Researching to improve how people interact with search technologies is a key value in Sease.
Let’s explore briefly the current areas of interest, for the details you can refer to the blog :
Meaningfully structuring content is critical for any domain, Natural Language Processing and Semantic Enrichment is becoming increasingly important to improve the quality of tasks related to information retrieval.With the Semantic Web moving towards full realisation thanks to the Linked Data initiative and with the interest of major search engines in structured data, the search world is finding it more attractive to make its information machine readable and exploit that information to improve search over its content.
Three trends are transforming the face of search:
2. Knowledge graphs. Leveraging relationships amongst entities: Linked Data datasets (Wikidata, DbPedia….) or custom companies’ knowledge bases.
3. Search assistance. Autocomplete and spellchecking are now common features, but making use of semantic data makes it possible to offer smarter features, guiding the users to what they want, in a natural way.
Identifying similar documents is an ancillary task for a search engine.
Giving in input a seed document and returning a set of similar results is not a trivial task.
More Like This (as it is called in the Lucene world) currently leverages the term frequencies in the seed document in relation with the entire corpus.
This can be improved if we can model the document content extracting the key concepts rather than mere keywords.
Machine Learning Integration
Machine Learning is a branch of Computer Science that studies ways to attribute the ability to learn to computers without explicitly programming them.
Basically a system aim to be able to update itself, based on past experience, to perform better its task.
A search engine is a natural fit for machine learning integration, it can benefit from learning in a lot of different areas :
– understanding better the semantic of the documents of the corpus
– improving the understanding of natural language to support advanced queries
– improving the understanding of what is relevant given a certain request
In particular Sease currently focus on :
Classification is the task of assigning a category to a document from a set of given categories and training data.
The system will learn how to assign a category to a document automatically, based on the provided human examples.

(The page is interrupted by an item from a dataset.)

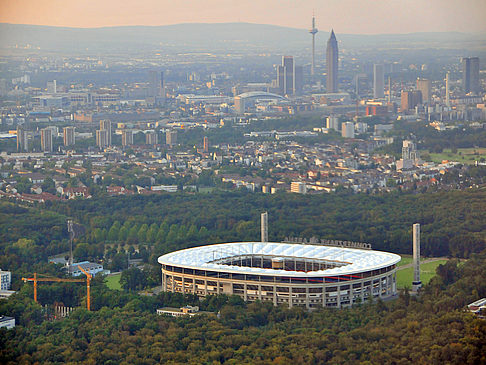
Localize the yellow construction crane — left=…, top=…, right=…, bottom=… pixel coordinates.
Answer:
left=22, top=265, right=93, bottom=311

Integrating classification algorithms with your search engine can help in categorizing the input content and make it easier to search it later.
Learning To Rank
Learning To Rank is the ability to learn how to rank the search results coming from a query, based on training data collected from past user interactions.

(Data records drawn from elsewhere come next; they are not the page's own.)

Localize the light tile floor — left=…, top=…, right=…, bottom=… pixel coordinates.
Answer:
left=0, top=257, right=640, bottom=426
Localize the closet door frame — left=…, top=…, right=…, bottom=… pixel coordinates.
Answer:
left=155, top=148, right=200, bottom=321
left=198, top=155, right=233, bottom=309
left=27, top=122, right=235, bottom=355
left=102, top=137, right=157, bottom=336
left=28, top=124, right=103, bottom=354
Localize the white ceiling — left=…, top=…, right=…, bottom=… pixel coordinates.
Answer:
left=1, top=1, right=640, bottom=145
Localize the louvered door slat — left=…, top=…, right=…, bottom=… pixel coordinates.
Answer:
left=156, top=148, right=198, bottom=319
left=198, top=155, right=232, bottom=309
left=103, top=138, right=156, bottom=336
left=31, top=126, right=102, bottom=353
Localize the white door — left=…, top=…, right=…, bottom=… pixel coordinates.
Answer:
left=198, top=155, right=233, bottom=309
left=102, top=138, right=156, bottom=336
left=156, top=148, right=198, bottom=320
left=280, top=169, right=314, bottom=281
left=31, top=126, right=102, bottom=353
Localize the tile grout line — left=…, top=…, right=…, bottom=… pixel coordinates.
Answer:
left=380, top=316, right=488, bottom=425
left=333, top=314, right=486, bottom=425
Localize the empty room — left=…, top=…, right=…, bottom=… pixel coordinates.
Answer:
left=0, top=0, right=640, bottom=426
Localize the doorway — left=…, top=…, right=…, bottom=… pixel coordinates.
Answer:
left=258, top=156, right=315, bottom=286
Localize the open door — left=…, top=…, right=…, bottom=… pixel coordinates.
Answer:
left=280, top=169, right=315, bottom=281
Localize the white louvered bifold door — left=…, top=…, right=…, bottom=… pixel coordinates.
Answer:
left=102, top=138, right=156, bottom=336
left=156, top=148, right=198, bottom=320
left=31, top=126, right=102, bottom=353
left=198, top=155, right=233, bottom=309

Integrating Learning To Rank technologies to your search engine passes through different steps :
1) modelling your relevancy problem
2) identify and engineer interesting features that describe your domain entities
3) collect training samples ( implicit/explicit)
4) select a model and related training algorithm
5) train the model
6) integrate the trained model with your search engine (indexing time and query time)

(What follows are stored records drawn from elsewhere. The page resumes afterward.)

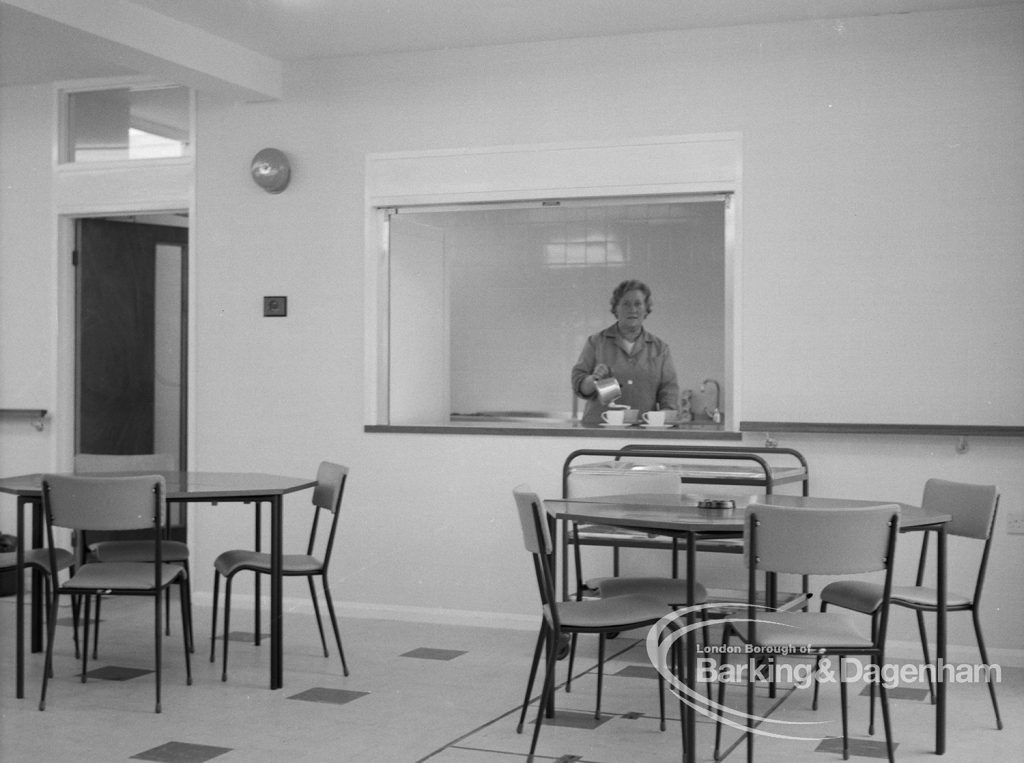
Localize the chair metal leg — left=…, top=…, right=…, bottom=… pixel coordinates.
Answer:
left=153, top=588, right=161, bottom=713
left=92, top=594, right=103, bottom=660
left=867, top=612, right=881, bottom=736
left=306, top=576, right=331, bottom=656
left=915, top=609, right=935, bottom=705
left=321, top=576, right=348, bottom=676
left=210, top=569, right=218, bottom=663
left=515, top=620, right=548, bottom=734
left=39, top=593, right=61, bottom=710
left=555, top=633, right=578, bottom=694
left=811, top=601, right=828, bottom=710
left=82, top=594, right=92, bottom=683
left=178, top=578, right=195, bottom=686
left=71, top=595, right=82, bottom=660
left=181, top=559, right=196, bottom=653
left=839, top=655, right=850, bottom=760
left=529, top=630, right=558, bottom=758
left=716, top=623, right=730, bottom=760
left=879, top=659, right=896, bottom=763
left=971, top=608, right=1002, bottom=731
left=220, top=576, right=233, bottom=681
left=745, top=658, right=757, bottom=763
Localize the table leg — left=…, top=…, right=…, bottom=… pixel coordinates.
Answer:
left=253, top=501, right=263, bottom=646
left=935, top=524, right=947, bottom=755
left=29, top=498, right=48, bottom=653
left=683, top=533, right=697, bottom=761
left=270, top=496, right=285, bottom=689
left=14, top=496, right=28, bottom=700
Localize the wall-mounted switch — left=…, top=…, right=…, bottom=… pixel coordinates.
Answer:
left=1007, top=508, right=1024, bottom=536
left=263, top=297, right=288, bottom=317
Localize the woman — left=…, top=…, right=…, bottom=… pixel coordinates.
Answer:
left=572, top=281, right=679, bottom=425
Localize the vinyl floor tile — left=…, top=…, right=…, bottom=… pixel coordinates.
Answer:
left=0, top=597, right=1024, bottom=763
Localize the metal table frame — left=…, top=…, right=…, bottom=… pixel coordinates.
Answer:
left=0, top=471, right=316, bottom=698
left=545, top=494, right=952, bottom=761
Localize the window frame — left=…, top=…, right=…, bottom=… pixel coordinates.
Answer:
left=364, top=133, right=741, bottom=433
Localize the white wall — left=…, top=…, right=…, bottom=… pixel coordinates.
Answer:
left=0, top=8, right=1024, bottom=649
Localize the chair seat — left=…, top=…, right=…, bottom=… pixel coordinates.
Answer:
left=213, top=549, right=324, bottom=577
left=544, top=596, right=671, bottom=631
left=587, top=578, right=708, bottom=607
left=820, top=581, right=885, bottom=614
left=60, top=561, right=185, bottom=593
left=755, top=612, right=874, bottom=648
left=892, top=586, right=971, bottom=609
left=89, top=541, right=188, bottom=562
left=821, top=581, right=971, bottom=614
left=0, top=548, right=75, bottom=571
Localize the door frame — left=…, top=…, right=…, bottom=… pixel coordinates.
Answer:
left=53, top=205, right=196, bottom=471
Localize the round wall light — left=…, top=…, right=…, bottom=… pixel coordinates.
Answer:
left=251, top=149, right=292, bottom=194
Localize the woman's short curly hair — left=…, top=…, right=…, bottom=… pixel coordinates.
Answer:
left=611, top=279, right=654, bottom=315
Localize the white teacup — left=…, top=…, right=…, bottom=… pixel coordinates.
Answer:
left=601, top=408, right=626, bottom=426
left=643, top=411, right=665, bottom=426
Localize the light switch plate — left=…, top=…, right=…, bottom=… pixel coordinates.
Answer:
left=263, top=297, right=288, bottom=317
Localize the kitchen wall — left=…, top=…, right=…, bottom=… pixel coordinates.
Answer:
left=0, top=7, right=1024, bottom=659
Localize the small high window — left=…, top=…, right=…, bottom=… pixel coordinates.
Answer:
left=61, top=85, right=191, bottom=163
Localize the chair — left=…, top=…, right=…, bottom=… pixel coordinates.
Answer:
left=565, top=464, right=708, bottom=703
left=821, top=479, right=1002, bottom=730
left=513, top=485, right=671, bottom=756
left=715, top=504, right=899, bottom=761
left=210, top=461, right=348, bottom=681
left=75, top=453, right=196, bottom=660
left=39, top=474, right=191, bottom=713
left=0, top=548, right=79, bottom=660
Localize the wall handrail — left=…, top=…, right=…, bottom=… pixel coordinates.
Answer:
left=0, top=408, right=46, bottom=431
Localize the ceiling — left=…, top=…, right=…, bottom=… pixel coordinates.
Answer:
left=0, top=0, right=1024, bottom=90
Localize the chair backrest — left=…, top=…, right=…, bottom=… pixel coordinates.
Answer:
left=512, top=484, right=558, bottom=614
left=921, top=479, right=999, bottom=540
left=43, top=474, right=166, bottom=531
left=313, top=461, right=348, bottom=512
left=744, top=504, right=899, bottom=575
left=512, top=484, right=552, bottom=555
left=75, top=453, right=175, bottom=474
left=306, top=461, right=348, bottom=570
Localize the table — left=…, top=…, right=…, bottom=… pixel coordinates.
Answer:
left=545, top=493, right=952, bottom=761
left=0, top=471, right=316, bottom=698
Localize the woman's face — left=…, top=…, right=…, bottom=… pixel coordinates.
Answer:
left=615, top=289, right=647, bottom=331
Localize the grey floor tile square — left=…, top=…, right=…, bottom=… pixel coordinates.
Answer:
left=224, top=631, right=270, bottom=644
left=401, top=646, right=466, bottom=660
left=131, top=741, right=231, bottom=763
left=612, top=665, right=657, bottom=679
left=535, top=710, right=612, bottom=733
left=860, top=686, right=928, bottom=702
left=85, top=665, right=153, bottom=681
left=288, top=686, right=370, bottom=705
left=814, top=736, right=899, bottom=759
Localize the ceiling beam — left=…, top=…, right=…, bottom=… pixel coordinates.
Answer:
left=4, top=0, right=284, bottom=100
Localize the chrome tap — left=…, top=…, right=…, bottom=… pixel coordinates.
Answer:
left=700, top=379, right=722, bottom=424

Offering personalised Search Results can bring key value to your organization.
Personalisation ( in search results) is the ability to provide different ranking, depending on the user who is interacting with the search engine.
Different approaches can be used to drive the personalisation, from simple strategies to much more complex.
One possible example is content based :
1) define the features of interest for your domain
2) collect user interactions ( clicks, add to chart, sales)
3) calculate a user profile
4) boost results empowering results matching the user profile
A recommender engine is a system that is able to recommend items, even before a user start a search.
Simply giving in input the user identifier, the system is able to provide interesting results.
Search engines are the natural place to build recommenders as a lot of information is already in there, ready to be used.
Collaborative filtering, content based and hybrid approaches are explored to provide the most suitable way to apply to various domains.